Music festivals deem photography tool narcissistic and unsafe
By Elliot Chan, Opinions Editor
Formerly published by The Other Press. April 7, 2015
To Coachella and Lollapalooza, well done. Way to take a stand against the selfie stick—an abomination. In a world where we are so self-centred, snapping images of our daily features, our meals, and our mundane everyday tasks, it’s about time we sever the need to turn all the attention on us.
Music events like Coachella and Lollapalooza are the settings for memories (at least, you should try to limit your alcohol consumption so you can remember it). They’re grand spectacles, but they’re also events you have to share with thousands of other people. The concerts are not just for you, even though you’ve paid to attend and participate.

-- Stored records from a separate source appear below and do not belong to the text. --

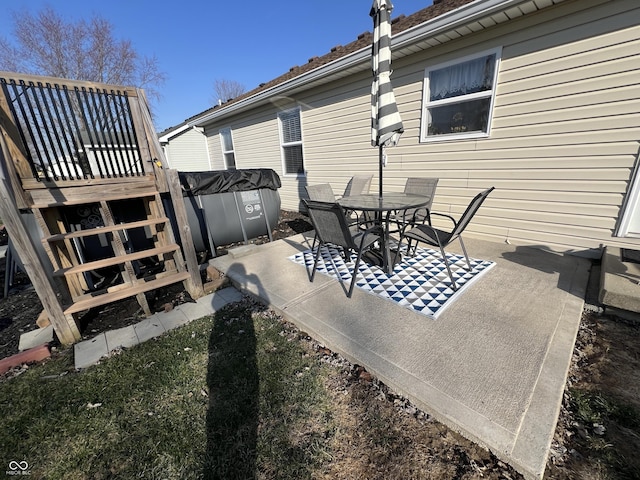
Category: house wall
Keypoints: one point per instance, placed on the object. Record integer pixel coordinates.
(563, 143)
(187, 152)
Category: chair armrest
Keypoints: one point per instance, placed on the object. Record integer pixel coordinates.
(453, 220)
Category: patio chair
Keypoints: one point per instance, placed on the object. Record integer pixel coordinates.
(442, 238)
(358, 184)
(331, 227)
(321, 192)
(414, 216)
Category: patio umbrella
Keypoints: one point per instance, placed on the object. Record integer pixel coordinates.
(386, 124)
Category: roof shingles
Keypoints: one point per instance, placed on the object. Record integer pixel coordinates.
(363, 40)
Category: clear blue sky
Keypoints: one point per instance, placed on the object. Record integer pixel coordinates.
(198, 41)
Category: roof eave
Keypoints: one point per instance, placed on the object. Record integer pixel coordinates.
(448, 21)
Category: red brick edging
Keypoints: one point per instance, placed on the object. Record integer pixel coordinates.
(34, 354)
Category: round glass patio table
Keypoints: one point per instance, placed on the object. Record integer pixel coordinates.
(383, 207)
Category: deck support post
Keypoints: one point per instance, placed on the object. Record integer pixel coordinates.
(65, 326)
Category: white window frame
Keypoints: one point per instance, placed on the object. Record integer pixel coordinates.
(426, 103)
(284, 144)
(227, 152)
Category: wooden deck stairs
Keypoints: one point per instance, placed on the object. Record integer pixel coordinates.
(84, 159)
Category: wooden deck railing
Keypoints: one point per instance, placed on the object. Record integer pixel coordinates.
(74, 131)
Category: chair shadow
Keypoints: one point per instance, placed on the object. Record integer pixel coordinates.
(233, 382)
(543, 260)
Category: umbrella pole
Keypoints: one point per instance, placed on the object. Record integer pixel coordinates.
(380, 158)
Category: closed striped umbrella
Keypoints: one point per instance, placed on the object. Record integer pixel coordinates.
(386, 124)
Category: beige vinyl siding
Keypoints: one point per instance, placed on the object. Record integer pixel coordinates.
(563, 141)
(187, 152)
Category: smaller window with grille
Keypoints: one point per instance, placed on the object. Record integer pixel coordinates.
(458, 97)
(291, 141)
(228, 152)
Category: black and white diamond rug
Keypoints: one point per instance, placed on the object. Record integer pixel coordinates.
(419, 282)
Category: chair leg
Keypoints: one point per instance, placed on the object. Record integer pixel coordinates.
(355, 273)
(446, 263)
(315, 263)
(464, 250)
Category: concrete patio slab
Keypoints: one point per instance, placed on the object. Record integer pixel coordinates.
(90, 352)
(121, 338)
(493, 365)
(173, 319)
(35, 338)
(149, 328)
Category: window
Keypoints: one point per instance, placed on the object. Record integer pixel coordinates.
(458, 98)
(291, 141)
(227, 149)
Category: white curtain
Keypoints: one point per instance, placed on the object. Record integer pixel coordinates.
(463, 78)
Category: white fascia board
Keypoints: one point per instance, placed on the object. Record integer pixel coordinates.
(165, 138)
(447, 21)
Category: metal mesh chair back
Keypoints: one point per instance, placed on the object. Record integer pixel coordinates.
(330, 223)
(471, 210)
(321, 192)
(421, 186)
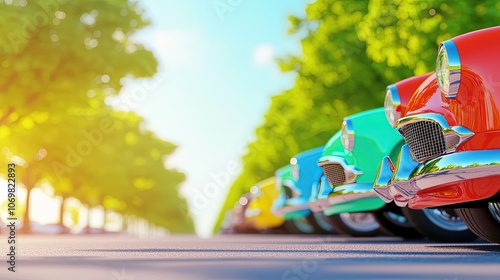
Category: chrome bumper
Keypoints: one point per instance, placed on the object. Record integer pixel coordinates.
(342, 194)
(290, 205)
(410, 177)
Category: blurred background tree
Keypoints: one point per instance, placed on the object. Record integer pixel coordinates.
(60, 60)
(351, 50)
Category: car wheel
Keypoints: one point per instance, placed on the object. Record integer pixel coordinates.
(484, 222)
(298, 226)
(393, 222)
(440, 224)
(355, 224)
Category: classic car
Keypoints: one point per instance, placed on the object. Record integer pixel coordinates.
(350, 164)
(258, 214)
(452, 129)
(296, 181)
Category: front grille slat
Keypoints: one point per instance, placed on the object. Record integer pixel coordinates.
(334, 173)
(425, 139)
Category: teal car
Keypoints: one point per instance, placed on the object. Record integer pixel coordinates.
(294, 182)
(350, 164)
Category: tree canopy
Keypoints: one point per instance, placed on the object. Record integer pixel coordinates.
(60, 62)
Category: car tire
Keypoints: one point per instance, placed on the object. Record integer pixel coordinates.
(355, 224)
(393, 222)
(484, 222)
(439, 224)
(298, 226)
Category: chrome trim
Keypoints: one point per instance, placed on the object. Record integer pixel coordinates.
(291, 185)
(291, 206)
(362, 222)
(351, 192)
(410, 177)
(347, 134)
(454, 68)
(454, 136)
(341, 194)
(494, 208)
(250, 213)
(350, 171)
(392, 102)
(383, 179)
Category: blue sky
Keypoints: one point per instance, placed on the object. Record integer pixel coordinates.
(217, 74)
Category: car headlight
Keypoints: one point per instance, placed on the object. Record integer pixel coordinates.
(392, 105)
(448, 69)
(347, 135)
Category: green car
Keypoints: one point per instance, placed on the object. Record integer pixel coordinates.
(350, 164)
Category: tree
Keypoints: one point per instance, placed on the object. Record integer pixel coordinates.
(351, 50)
(60, 61)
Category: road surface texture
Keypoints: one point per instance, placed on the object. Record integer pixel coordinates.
(246, 257)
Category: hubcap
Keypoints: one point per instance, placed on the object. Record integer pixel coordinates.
(447, 220)
(397, 219)
(303, 225)
(495, 210)
(362, 222)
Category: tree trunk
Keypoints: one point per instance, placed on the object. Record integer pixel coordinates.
(26, 217)
(87, 228)
(61, 210)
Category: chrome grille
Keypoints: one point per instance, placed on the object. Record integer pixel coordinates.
(334, 173)
(425, 139)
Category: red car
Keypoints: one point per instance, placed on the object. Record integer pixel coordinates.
(451, 126)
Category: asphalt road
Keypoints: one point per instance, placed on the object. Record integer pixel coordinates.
(247, 257)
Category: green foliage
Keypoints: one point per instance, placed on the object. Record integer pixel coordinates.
(351, 50)
(60, 60)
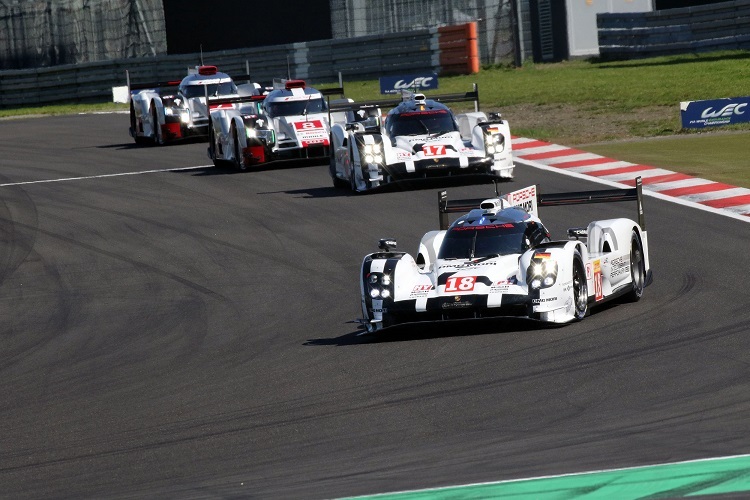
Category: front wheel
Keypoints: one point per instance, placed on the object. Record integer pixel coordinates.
(158, 137)
(637, 268)
(239, 161)
(580, 288)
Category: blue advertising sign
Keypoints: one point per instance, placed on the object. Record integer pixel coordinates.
(415, 83)
(701, 114)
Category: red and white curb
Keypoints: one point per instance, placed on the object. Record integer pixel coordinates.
(701, 193)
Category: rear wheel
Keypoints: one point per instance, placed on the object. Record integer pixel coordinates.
(337, 183)
(637, 268)
(580, 288)
(158, 137)
(239, 161)
(212, 144)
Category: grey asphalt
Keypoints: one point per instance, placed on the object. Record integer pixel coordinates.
(188, 334)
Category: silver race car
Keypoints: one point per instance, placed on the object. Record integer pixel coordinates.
(290, 122)
(419, 138)
(173, 110)
(497, 259)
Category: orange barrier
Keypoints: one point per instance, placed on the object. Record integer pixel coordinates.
(459, 53)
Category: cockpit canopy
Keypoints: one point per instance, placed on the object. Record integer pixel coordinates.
(421, 122)
(212, 89)
(296, 107)
(492, 235)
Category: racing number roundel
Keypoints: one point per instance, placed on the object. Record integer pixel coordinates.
(433, 149)
(460, 283)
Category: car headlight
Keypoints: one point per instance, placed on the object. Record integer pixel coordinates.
(542, 271)
(494, 143)
(372, 149)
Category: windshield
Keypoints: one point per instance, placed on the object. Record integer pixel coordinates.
(214, 89)
(474, 242)
(421, 122)
(292, 108)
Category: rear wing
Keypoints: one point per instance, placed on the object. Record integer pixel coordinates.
(530, 199)
(168, 83)
(470, 96)
(216, 102)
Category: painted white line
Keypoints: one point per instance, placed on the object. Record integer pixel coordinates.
(543, 149)
(664, 186)
(646, 192)
(600, 166)
(645, 174)
(67, 179)
(559, 476)
(716, 195)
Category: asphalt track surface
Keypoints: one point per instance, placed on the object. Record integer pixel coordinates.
(187, 334)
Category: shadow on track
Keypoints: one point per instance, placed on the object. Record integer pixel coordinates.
(430, 330)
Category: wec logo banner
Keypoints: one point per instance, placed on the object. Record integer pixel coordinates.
(416, 83)
(700, 114)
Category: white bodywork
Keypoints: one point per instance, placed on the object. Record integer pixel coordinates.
(176, 110)
(612, 255)
(290, 122)
(369, 152)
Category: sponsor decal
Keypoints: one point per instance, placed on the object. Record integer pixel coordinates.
(620, 265)
(710, 113)
(460, 283)
(415, 82)
(523, 198)
(457, 303)
(540, 301)
(506, 225)
(598, 280)
(420, 291)
(311, 132)
(503, 285)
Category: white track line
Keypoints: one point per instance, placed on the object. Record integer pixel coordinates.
(66, 179)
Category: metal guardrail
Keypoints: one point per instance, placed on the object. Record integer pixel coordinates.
(318, 61)
(719, 26)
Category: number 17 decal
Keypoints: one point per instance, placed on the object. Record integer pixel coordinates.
(460, 284)
(433, 149)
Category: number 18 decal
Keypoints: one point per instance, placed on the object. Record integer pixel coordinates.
(460, 284)
(598, 280)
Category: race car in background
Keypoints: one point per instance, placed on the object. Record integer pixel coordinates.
(172, 110)
(498, 259)
(419, 138)
(289, 122)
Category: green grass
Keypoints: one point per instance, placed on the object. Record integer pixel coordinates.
(601, 86)
(721, 157)
(584, 103)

Perhaps selfie sticks have gotten a bad rap for being self-indulgent and the people using them are often seen as being inconsiderate. However, I believe the main problem with selfie sticks is the cultural acceptance of them. Many of us have accepted the fact that if you want to take a good picture of yourself, an extending stick with a little grip at the end is the apt tool to do it. First of all, you don’t need a good picture of yourself at a music festival or anything else. What good does a picture of your face and a blurry background do?

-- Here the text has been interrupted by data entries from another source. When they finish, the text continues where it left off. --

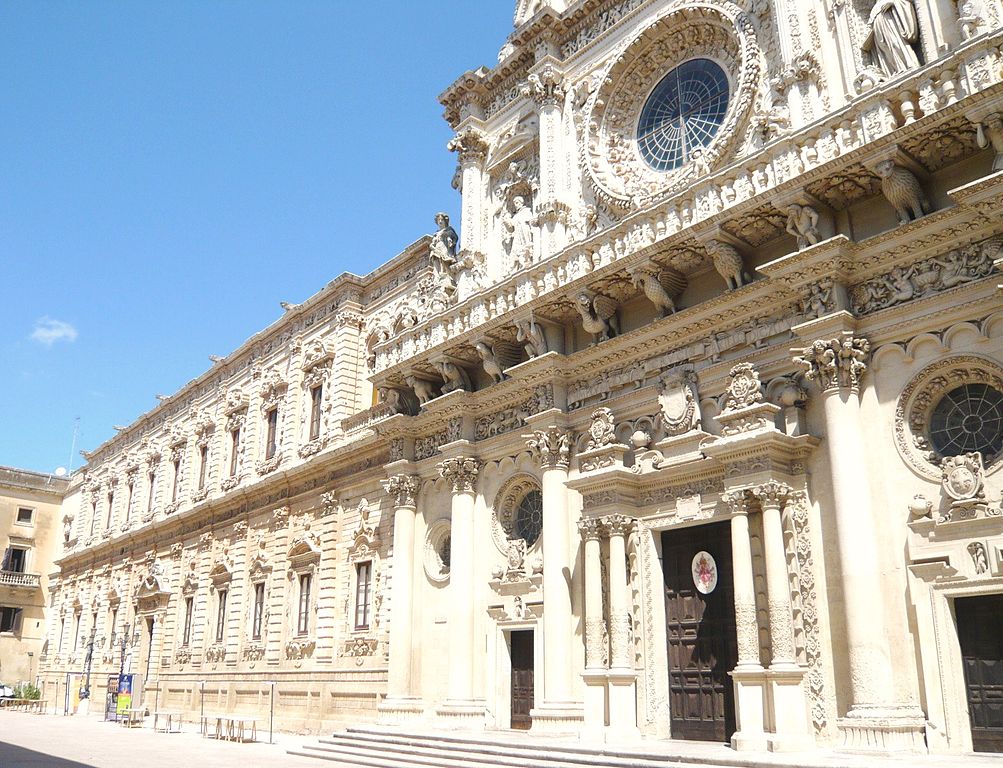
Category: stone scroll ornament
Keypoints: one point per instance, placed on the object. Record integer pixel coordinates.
(834, 363)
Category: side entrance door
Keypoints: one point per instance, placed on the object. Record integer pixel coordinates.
(522, 679)
(980, 631)
(700, 627)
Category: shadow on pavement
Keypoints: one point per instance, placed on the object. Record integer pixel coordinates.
(18, 757)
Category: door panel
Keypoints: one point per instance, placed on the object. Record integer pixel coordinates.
(980, 632)
(700, 632)
(522, 679)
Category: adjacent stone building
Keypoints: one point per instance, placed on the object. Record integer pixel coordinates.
(31, 529)
(692, 430)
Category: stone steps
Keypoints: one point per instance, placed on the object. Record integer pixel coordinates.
(379, 748)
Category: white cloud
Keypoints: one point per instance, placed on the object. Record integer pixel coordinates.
(48, 331)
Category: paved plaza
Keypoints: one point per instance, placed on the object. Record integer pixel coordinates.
(49, 741)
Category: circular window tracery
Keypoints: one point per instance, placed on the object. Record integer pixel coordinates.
(529, 522)
(683, 113)
(968, 419)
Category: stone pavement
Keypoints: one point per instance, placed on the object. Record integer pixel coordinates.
(50, 741)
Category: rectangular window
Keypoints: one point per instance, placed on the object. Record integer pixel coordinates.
(15, 559)
(187, 636)
(316, 399)
(112, 622)
(363, 594)
(259, 611)
(303, 622)
(271, 432)
(203, 464)
(221, 616)
(151, 485)
(10, 620)
(235, 450)
(178, 473)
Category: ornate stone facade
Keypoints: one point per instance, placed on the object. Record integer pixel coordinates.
(787, 340)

If you want to take pictures, capture candid moments, not contrived compositions. If you want a group picture, invite someone to help you take it. Most people are eager to help you capture a genuine moment between friends. More often than not it turns out better too. If you want a true memory of the event, you shouldn’t be taking pictures of yourself, you should be focussing the camera the other way, capturing your surroundings and the people around you. Or better yet, put the camera away for a bit and just savour the moment.

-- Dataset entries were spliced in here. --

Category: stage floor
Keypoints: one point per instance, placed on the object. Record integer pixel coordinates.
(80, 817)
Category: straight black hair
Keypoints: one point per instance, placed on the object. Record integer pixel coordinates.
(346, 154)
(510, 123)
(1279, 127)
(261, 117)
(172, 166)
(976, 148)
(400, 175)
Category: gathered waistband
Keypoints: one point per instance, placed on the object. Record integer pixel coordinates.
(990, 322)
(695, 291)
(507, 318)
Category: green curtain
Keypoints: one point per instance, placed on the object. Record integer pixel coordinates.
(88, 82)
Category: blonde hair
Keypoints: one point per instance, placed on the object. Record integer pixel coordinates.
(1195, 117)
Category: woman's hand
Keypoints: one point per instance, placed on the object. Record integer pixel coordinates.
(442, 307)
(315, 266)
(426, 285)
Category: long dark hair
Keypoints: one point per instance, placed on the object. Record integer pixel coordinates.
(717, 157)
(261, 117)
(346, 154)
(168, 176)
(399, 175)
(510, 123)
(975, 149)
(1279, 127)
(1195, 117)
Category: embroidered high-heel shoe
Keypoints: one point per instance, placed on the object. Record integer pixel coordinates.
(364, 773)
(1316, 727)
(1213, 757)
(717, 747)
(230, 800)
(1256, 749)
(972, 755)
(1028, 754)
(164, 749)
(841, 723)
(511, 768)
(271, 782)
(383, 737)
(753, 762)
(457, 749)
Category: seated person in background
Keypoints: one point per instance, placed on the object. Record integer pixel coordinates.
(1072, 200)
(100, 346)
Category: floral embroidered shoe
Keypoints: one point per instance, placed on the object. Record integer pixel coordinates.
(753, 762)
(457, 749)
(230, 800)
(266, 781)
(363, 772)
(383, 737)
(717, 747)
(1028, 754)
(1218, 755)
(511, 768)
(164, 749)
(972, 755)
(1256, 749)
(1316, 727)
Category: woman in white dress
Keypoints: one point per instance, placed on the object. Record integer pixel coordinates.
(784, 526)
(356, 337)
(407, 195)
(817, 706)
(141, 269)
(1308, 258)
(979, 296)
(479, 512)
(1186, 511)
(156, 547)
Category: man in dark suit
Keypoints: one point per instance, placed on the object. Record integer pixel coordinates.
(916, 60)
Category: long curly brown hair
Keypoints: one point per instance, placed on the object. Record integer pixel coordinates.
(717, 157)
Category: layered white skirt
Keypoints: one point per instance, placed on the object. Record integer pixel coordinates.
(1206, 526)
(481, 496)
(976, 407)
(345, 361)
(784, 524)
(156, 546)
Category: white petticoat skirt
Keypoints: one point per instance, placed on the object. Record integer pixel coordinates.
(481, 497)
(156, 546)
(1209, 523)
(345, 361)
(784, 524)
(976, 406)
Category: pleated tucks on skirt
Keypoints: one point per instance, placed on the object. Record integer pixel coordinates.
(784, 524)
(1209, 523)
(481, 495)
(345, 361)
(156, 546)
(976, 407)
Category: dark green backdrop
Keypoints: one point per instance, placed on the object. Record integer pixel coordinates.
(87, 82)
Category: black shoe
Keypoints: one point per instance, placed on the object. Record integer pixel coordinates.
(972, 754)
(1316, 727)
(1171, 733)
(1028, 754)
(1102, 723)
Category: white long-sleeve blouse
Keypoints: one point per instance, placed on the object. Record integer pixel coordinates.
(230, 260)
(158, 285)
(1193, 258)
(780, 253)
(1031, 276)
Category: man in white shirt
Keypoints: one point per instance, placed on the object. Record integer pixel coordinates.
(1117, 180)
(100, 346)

Admit it, it’s already bad enough that so many people are holding cameras and smartphones above their heads to record concert performances. There is no way to stop that. We have already sunk too deep into that realm to reverse the habit. But there is still time to keep selfie sticks out of our cultural norm. We don’t have to be slaves to our own narcissism. It’s time we use forward-facing products to enhance our experiences, not the kind that fish for compliments and are designed for bragging rights.